Progressive Inquiry & Knowledge Building (HC)


Practical case/ Example / Scenario

Providing support to bridge between face to face and online discussions by workgroups is needed based on our research with General Practices in the North of England, UK (see: [2], [3], [4]). For instance, national clinical guidelines have to be understood, interpreted and implemented according to local needs; this is why it is common for workgroups to be set-up (either within a General Practice or across Practices) to review new guidelines and come up with proposals for local implementation. One typical scenario sees Practice Managers from different General practices meeting monthly to discuss shared issues and work (these federations of Practice Managers tend to be geographically organised i.e. federations have tended to form within a recognised regional location).

This is just one example of the many work-based problems or projects that could prompt the setting up of a workgroup and it is within these contexts that ‘informal learning’ takes place. Key issues identified are: to ensure that the exchange of knowledge is not lost, plus keeping the work focused and flowing.

Research problem

The social aspect of learning for this scenario is critical, so in order to understand this one of the main theories considered has been the ‘Cultural Historical’ theory where social dimension is paramount in the formation of the mind (Post-Vygostkian theories). In particular, one of the main research questions to be explored was raised by [5]: to what extent can cognition be considered situated in particular contexts and distributed across individuals acting in those settings?

Therefore, through the exploration of this learning scenario (and particularly with the application of Confer) we want to observe if the learning actions of individuals are influenced (or not) by the actions of the group, and by the particular context where the actions take place. A list of more specific research questions and the corresponding results can be found in the Findings section.

Theoretical Contribution

One of the strengths of our design approach is that we do not commit to a single theoretical tradition.
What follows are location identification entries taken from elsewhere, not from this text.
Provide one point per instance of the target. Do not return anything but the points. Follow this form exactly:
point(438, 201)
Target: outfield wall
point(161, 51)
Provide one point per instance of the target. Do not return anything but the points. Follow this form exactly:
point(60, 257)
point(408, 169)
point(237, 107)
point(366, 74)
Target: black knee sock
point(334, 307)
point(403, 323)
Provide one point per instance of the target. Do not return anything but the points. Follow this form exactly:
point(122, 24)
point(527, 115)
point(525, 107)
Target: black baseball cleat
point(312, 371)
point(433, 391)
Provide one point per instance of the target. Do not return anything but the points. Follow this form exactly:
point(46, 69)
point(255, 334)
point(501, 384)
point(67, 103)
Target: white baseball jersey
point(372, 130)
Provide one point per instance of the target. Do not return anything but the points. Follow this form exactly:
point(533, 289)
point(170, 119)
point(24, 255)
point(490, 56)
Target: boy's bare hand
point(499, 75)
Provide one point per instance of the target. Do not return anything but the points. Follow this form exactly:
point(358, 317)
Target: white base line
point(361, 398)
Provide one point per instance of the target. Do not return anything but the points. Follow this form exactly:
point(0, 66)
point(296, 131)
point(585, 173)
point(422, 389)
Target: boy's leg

Rather, in true design science spirit, this learning scenario draws on multiple theories: post-Vygotskian concept of hybridity in professional learning networks [5], knowledge building communities [6] and the related concept of progressive inquiry [1], plus emerging concepts like social machines [7].

For this particular learning scenario, Knowledge building is in essence a “coherent effort to initiate students (in this case our HC professionals) into knowledge creating culture” [8]. It is about embedding pedagogic design in the context for which it is destined to be implemented and is thus distinct from connectionist or behaviourist approaches. “Support Knowledge Building Discourse” has been considered as one of the main meta-design principles [9] to give support to this learning scenario in the Healthcare context.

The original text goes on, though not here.